Get to know your audience

The first phase of your social media planning should involve some pretty in-depth research. You may think you understand your target customer, but you may be surprised at what you’ll find out about their online habits, communication preferences, and the kinds of conversations they’re starting and/or participating in. You’ll what to ask (and answer) the following questions:

  • What are your customers’ pain points?
  • What are your customers looking for online?
  • How are they using that information?
  • How can we provide the information and resources they’re seeking?

Once you have clear answers to these questions, you can begin to create a strategy with the goal of not only engaging your customers, but establishing your company as a go-to subject matter expert within your industry. And once your customers associate you with information and knowledge, they’re more likely to turn to your brand to meet their needs.

Get to know your competition

Of course, potential customers are the most important aspect of any social media strategy. That said, you’ll also want to know what your competition is doing and how their audience is responding. Questions you may want to ask are:

  • Who is my competition?
  • How are they marketing online?
  • Are they successfully engaging customers?
  • How can I engage their audience more effectively?

Set Realistic Goals

You’ve defined your audience and are well acquainted with your competition and their presence online. Now it’s time to set some clearly defined goals regarding your social media strategy. Of course, it’s easy to dive right in to Facebook or Twitter, but without defining your goals, you’ll have no way to measure the success of your campaign. Some questions that will help you determine your goals are:

  • How many website hits will determine a satisfactory ROI?
  • How many business leads will make my campaign a success?
  • Are you looking to measure conversion right away, or simply social participation?

Define your message

Even a long-term social media campaign should have an underlying message. This message should come across in every blog, Facebook post, Tweet, etc.  And since social media is all about starting conversations, you have a good amount of leeway when it comes to the method of delivering this message. For instance, if your overall message is “We care about our customers,” then you have a multitude of ways to reiterate it.

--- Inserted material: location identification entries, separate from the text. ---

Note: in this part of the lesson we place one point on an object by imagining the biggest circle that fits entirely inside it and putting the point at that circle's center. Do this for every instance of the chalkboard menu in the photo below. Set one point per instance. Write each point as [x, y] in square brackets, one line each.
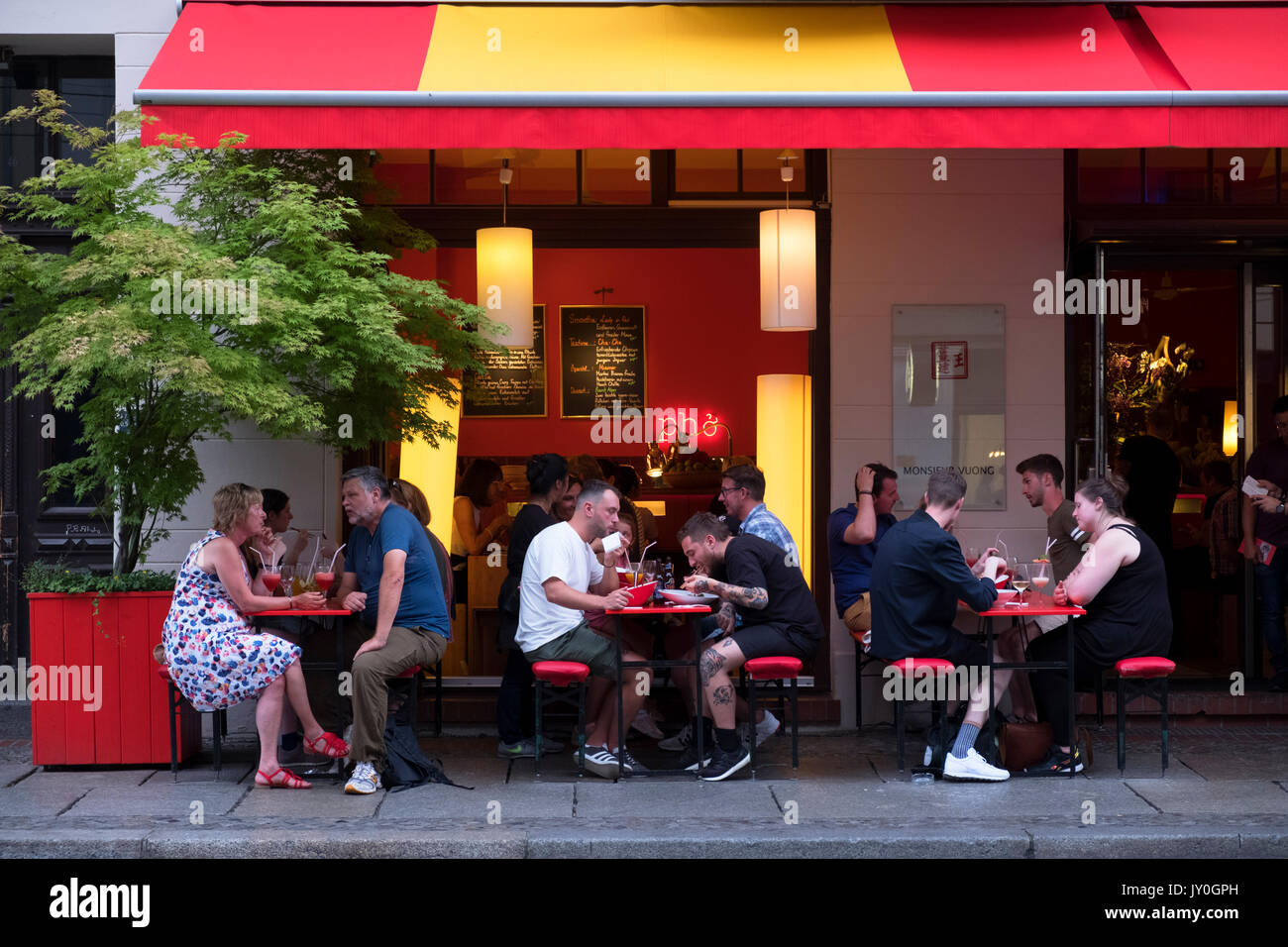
[514, 384]
[600, 359]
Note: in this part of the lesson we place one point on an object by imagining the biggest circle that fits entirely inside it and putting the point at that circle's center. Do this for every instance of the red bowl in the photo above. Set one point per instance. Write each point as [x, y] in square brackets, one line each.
[640, 592]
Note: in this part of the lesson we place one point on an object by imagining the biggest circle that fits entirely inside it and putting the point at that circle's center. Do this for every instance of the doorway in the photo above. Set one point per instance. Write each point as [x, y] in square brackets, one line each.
[1193, 355]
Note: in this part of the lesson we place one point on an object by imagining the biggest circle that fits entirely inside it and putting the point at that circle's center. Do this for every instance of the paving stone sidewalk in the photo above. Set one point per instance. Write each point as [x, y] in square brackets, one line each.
[1224, 795]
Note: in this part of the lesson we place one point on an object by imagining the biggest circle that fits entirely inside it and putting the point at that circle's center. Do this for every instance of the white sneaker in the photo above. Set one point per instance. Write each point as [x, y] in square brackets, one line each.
[600, 762]
[767, 728]
[364, 783]
[681, 741]
[973, 768]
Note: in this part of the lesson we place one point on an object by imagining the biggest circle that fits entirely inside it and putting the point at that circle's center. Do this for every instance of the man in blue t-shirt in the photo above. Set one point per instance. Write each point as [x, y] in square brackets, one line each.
[390, 577]
[853, 535]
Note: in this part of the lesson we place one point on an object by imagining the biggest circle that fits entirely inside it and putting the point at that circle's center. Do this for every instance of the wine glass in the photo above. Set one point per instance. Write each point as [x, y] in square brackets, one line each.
[1020, 581]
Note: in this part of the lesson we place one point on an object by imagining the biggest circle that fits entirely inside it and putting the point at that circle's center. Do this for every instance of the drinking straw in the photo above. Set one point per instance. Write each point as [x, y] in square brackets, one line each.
[331, 569]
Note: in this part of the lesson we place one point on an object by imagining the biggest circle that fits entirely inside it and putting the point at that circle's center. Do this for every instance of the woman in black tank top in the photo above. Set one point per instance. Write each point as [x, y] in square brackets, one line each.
[1128, 613]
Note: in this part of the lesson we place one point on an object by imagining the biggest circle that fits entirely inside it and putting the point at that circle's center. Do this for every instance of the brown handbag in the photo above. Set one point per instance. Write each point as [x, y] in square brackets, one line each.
[1022, 744]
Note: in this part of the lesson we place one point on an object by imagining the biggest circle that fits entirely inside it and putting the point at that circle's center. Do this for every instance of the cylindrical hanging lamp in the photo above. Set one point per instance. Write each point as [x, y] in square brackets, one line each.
[505, 281]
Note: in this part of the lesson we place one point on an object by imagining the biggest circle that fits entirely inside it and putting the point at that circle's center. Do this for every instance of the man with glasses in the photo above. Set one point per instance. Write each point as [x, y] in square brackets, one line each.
[1261, 523]
[742, 491]
[853, 534]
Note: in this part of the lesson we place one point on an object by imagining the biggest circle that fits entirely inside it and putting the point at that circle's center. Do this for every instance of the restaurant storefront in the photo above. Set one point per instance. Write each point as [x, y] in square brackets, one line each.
[953, 157]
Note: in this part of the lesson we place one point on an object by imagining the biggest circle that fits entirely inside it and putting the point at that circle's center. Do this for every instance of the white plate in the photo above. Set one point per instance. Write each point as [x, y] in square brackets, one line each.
[688, 598]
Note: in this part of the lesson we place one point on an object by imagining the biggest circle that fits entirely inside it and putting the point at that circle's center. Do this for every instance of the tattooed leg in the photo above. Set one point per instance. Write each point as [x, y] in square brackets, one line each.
[716, 665]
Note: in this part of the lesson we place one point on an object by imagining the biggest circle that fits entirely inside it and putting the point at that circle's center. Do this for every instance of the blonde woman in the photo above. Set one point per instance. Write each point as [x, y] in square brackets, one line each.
[217, 659]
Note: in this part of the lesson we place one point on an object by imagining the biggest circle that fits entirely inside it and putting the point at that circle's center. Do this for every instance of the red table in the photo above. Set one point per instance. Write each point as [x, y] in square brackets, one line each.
[644, 611]
[1035, 604]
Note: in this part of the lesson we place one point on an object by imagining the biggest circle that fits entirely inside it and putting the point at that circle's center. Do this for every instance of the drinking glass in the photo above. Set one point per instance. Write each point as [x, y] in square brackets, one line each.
[1039, 574]
[1020, 579]
[271, 577]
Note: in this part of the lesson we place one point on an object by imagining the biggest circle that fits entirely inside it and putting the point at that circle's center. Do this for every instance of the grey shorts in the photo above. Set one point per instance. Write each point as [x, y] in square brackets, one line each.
[580, 644]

For instance, anytime you share a news story or tutorial that helps address a customers’ pain point or takes into consideration who your audience is and what they’re looking for online, you’re also telling your customers (and potential customers) that you care about them.  When you post special offers or coupons, you show you care about them. Get the picture?

Be sure to focus on your word choice when crafting your overall message (and any supporting messages). When your potential customers are searching for information online, you’ll want them to find your company as an answer to their problem. Knowing your audience is what can help you determine these keywords and how to implement them into your message.

Bring it Home

Once you have your strategy in place, you’re halfway there. Make sure that every blog post, tweet, Facebook or LinkedIn conversation takes into account those key details you’ve established about your audience, their online practices, their key pain points, and your overall strategic message. Then comes the fun parts – implementing your strategy and tracking your results.